Im Mittelpunkt steht der wachsende Ressourcenbedarf spezialisierter KI‑Infrastruktur, der zunehmend in direkte Konkurrenz zum Bitcoin‑Mining tritt. Umfasst sind dabei knappe Elemente wie Netzanschlüsse, Baugenehmigungen für geeignete Flächen, Kühlinfrastruktur und vor allem kostengünstiger Strom. Ein Tracker der University of Cambridge schätzt, dass das globale Bitcoin‑Mining je nach Effizienzannahmen konstant zwischen etwa 13 und 25 Gigawatt Leistung verbraucht.

Zugleich haben mehrere Mining‑Konzerne begonnen, ihre Geschäftsmodelle anzupassen und Teile ihrer Kapazität in AI‑Hosting oder Hochleistungsrechnen umzuwandeln. Core Scientific wandelte einen großen Teil seiner Mining‑Kapazität in AI‑Hosting um; Iris Energy und Hut 8 erweitern ihre Umsätze im Bereich Hochleistungsrechnen. Parallel meldeten Riot Platforms, MARA Holdings und Genius Group den Verkauf von mehr als 19.000 BTC aus Firmenbeständen, was darauf hindeutet, dass reine Mining‑Erlöse aktuell nicht immer ausreichen, um Betrieb und Kapitalbedarf zu decken.

Nach dem Schritt in Richtung KI‑Vermietung ist der wirtschaftliche Unterschied klar: Ein Gigawatt für Mining erwirtschaftet volatile Erträge, abhängig von Bitcoin‑Preis und Netzwerk‑Difficulty, während die Vermietung derselben Kapazität an KI‑Firmen vertraglich abgesicherte, planbare Cashflows liefern kann. Anthropic ist nur ein Akteur in einem größeren Trend; OpenAI baut seinerseits Infrastruktur über mehrere Cloud‑ und Chipplattformen auf, was den aggregierten Strombedarf weiter erhöht.

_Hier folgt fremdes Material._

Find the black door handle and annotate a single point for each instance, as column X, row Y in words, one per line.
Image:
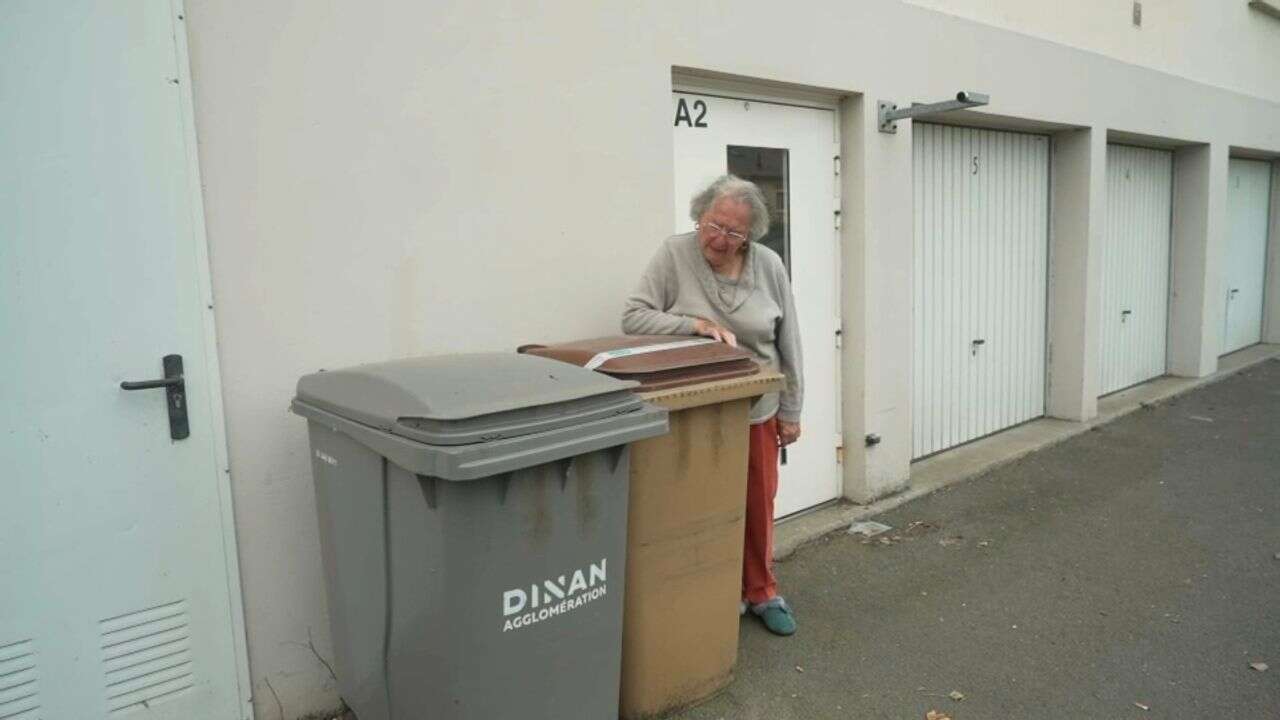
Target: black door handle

Daneben bleibt das Bitcoin‑Netzwerk technisch robust: Die Hashrate erreicht weiterhin Rekordwerte oberhalb von einer Zettahash pro Sekunde. Dennoch verändert sich die Branche strukturell: Überlebende Miner könnten künftig weniger als reine Energieproduzenten gelten und verstärkt als Infrastrukturanbieter auftreten, die ihre große, günstige Stromkapazität auch an die wachsende KI‑Branche vermieten.

Unterdessen zeigt der Deal mit Anthropic, wie schnell sich die Nachfrage nach spezialisierter Rechenleistung ausweitet und bestehende Energieinfrastruktur neu verteilt. Betreiber von Rechenzentren und Kraftwerksanschlüssen sehen sich somit vor strategischen Entscheidungen zwischen volatilen Mining‑Erlösen und stabilen, langfristigen KI‑Verträgen gestellt.